The Arizona Triangle by Sydney Graves

The Arizona Triangle by Sydney Graves

Author:Sydney Graves
Language: eng
Format: epub
Publisher: HarperCollins
Published: 2024-10-22T00:00:00+00:00


Fifteen

Lena Duby’s office door was open, but I knocked anyway, just to show my manners. The title “dean” had led me to expect a serene suite of glossy, oak-floored, high-ceilinged rooms with Victorian furniture and bay windows and maybe an ornamental fireplace. But her office in the 1960s-era Neville Hall, a Soviet-bloc-type textured-stucco construction with concrete walkways and scuffed linoleum floors, was fluorescent lit, chaotic, and crowded with unpacked cardboard boxes and a strong odor of air-conditioned dust. Lena Duby turned out to be as unprepossessing as her digs, a hobbity creature with a rounded jaw and small far-apart eyes, her gray hair tousled and chin length. She motioned me in, blinking and bumbling like a female Mr. Magoo.

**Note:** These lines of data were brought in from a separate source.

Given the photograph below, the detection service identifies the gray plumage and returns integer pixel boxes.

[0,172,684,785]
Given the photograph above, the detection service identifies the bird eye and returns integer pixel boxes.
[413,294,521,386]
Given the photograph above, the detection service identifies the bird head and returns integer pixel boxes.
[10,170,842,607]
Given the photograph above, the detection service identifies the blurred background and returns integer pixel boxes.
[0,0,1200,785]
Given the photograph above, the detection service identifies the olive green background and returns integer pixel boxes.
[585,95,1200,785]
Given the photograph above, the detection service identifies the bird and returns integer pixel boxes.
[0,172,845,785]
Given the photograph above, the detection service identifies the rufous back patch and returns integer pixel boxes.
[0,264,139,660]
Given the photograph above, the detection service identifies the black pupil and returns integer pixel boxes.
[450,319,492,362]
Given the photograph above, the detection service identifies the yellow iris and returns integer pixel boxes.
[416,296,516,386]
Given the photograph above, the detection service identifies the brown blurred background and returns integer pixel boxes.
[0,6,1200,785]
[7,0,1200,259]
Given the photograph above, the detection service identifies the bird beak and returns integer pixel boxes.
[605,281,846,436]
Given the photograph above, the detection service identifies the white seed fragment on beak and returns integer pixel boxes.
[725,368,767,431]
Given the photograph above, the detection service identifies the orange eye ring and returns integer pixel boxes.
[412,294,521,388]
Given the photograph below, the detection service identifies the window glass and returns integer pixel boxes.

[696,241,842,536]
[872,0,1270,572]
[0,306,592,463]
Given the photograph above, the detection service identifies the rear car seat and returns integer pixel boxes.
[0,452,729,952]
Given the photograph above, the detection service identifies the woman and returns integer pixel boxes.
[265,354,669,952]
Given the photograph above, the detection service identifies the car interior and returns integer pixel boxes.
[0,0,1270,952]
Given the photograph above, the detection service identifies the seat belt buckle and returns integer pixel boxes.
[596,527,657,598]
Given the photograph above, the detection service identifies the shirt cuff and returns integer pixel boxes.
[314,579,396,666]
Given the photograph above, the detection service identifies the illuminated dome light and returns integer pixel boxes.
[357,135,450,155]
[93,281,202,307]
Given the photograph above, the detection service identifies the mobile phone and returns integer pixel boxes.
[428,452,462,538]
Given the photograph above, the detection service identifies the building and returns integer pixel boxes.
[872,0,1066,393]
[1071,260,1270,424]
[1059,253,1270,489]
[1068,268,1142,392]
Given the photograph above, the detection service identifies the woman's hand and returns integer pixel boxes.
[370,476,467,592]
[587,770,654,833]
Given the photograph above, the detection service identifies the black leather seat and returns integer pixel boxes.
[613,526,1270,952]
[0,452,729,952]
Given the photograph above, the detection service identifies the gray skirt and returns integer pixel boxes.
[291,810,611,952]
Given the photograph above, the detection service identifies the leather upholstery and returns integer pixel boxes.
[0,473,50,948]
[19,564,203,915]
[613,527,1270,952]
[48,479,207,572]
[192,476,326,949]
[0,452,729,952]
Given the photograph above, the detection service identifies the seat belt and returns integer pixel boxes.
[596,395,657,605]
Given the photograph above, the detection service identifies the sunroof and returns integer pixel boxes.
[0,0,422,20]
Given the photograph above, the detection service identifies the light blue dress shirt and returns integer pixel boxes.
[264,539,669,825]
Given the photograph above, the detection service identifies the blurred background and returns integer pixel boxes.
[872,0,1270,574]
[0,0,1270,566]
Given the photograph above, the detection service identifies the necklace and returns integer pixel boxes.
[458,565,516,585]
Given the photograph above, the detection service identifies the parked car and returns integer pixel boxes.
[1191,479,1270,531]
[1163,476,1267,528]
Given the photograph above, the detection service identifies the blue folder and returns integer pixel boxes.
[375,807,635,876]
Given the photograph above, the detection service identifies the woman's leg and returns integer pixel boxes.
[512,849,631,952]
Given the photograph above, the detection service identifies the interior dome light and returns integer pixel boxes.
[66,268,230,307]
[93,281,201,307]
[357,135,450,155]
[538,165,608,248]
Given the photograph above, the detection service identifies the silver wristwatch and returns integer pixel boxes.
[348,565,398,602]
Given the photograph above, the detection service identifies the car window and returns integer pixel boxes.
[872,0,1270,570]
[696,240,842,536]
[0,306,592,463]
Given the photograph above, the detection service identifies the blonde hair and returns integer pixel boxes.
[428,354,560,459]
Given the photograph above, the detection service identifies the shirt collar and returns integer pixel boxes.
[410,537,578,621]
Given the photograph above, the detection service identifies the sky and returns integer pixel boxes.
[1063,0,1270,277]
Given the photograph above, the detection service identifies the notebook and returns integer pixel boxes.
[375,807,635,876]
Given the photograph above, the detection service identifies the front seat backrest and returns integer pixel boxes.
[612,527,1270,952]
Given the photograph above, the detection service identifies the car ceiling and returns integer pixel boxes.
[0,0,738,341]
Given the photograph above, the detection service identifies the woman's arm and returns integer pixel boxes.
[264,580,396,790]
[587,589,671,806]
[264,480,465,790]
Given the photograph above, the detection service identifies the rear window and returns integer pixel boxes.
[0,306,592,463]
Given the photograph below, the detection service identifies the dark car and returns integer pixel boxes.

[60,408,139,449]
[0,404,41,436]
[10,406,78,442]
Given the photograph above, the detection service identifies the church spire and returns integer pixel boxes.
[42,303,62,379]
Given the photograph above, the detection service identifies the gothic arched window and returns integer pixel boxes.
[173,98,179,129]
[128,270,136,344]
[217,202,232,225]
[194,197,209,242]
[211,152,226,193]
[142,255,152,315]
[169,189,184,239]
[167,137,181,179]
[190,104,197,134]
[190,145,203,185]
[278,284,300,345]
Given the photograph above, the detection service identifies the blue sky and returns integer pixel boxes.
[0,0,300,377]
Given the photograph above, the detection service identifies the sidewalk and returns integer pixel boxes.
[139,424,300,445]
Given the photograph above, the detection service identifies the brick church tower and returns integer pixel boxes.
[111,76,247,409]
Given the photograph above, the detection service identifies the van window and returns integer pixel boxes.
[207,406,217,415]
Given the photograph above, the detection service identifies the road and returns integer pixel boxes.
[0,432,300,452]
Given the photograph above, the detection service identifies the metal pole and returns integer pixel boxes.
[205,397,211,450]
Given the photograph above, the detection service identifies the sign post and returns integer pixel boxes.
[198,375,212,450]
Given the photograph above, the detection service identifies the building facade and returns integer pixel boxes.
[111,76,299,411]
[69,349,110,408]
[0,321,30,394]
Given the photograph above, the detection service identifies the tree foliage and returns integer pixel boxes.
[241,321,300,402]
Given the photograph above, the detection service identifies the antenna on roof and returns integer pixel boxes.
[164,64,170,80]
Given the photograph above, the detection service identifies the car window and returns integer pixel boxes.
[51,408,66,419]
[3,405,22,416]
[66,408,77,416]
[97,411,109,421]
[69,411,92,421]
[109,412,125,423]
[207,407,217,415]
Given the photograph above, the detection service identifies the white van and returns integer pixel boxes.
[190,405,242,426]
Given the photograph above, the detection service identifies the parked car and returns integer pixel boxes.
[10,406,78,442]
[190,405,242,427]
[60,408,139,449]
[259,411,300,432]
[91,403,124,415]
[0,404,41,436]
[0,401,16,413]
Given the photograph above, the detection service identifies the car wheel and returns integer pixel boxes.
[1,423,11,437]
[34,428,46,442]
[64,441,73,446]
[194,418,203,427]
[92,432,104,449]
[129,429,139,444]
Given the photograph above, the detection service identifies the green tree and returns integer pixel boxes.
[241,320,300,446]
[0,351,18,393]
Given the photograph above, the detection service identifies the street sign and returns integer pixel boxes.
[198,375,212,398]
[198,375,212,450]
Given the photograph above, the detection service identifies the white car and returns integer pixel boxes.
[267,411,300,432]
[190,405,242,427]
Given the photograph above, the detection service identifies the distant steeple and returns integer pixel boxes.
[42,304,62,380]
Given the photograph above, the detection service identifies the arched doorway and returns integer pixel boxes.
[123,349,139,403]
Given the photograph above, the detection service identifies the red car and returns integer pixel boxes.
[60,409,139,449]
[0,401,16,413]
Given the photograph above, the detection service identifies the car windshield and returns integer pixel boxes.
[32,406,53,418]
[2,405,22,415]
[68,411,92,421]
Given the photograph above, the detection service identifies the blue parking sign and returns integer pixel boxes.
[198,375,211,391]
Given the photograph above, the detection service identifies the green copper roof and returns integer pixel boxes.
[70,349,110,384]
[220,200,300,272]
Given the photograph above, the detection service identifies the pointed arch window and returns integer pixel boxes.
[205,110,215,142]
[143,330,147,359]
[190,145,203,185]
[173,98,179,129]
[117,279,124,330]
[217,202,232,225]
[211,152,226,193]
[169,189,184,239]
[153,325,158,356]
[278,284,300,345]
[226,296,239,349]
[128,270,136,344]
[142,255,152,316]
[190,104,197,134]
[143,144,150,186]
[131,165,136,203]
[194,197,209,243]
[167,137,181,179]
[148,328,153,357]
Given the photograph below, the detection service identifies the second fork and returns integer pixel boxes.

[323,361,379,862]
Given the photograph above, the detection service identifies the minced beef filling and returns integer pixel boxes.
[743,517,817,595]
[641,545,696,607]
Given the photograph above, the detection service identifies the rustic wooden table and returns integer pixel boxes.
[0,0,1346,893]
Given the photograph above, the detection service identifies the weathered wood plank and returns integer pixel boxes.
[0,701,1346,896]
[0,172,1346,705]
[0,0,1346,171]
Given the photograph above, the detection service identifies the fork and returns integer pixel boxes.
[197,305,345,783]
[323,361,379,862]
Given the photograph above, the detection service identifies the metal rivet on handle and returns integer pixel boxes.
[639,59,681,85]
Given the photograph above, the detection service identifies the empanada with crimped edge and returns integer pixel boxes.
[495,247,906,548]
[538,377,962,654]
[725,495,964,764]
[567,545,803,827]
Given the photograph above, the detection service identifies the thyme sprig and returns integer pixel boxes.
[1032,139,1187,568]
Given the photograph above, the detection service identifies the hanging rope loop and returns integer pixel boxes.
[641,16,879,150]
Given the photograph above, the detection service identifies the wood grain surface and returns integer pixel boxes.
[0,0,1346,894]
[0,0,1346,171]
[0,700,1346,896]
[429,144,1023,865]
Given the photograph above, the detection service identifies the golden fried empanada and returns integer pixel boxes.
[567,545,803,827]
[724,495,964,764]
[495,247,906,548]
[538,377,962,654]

“Rose was such a good teacher,” she told me after offering me a wooden classroom chair and handing me a glass of ice water poured with clumsy haste from a sweating pitcher on her book-piled desk. “Her students loved her, and I felt very much that she connected with them, inspired them.” Her voice was wheezy, hesitant, with odd pauses between words, as if English weren’t her native language even though she’d lost any trace of an accent. “I was so disappointed to get that email, to hear she wasn’t Navajo after all.”

“I can imagine the tough position it put you in.”

“It was anonymous,” she said. “Do you have any idea at all who the sender might have been?”

“Anyone who knew the real truth about her. Old friend, family member, lover, someone she drunkenly confided in at a party. No idea at the moment.”

The dean made a soft clucking noise. “Whoever they were, they wanted her to be punished for it. May I ask, why are you investigating this email? Did Rose hire you to find the person?”

“No,” I said. “Oh, I am sorry. I assumed you knew.”

Her face was genuinely blank. “Knew what?”

“Rose was found dead this weekend. It appears that she hanged herself.”

The dean’s face went stony. “Oh my word,” she said. “Hanged herself.”

“I’m so sorry to tell you like this,” I said. “I shouldn’t have assumed that you’d been notified.” This was disingenuous, of course, because I had been hoping to catch her off guard with this news.

“Rose is dead? That’s—I’m absolutely shocked. I had no idea. She hanged herself. Oh my.” She licked her lips, took a quick, hard breath, fumbled her glass of water to her dry lips, and took a loud gulp. When she could talk again, she went on in a rush, eyes blinking rapidly like a nervous tic. “Rose seemed to accept the fact that I had to let her go, no hard feelings, no anger whatsoever, she wasn’t nearly as upset as I had feared she would be, not defensive at all.”

“How so?”

“She apologized for the deception,” said the dean. “Sincerely. And we had a very productive conversation about it. She was articulate about her reasons for it. In fact, in the end I encouraged her to write an essay about it, and she said she would think about it.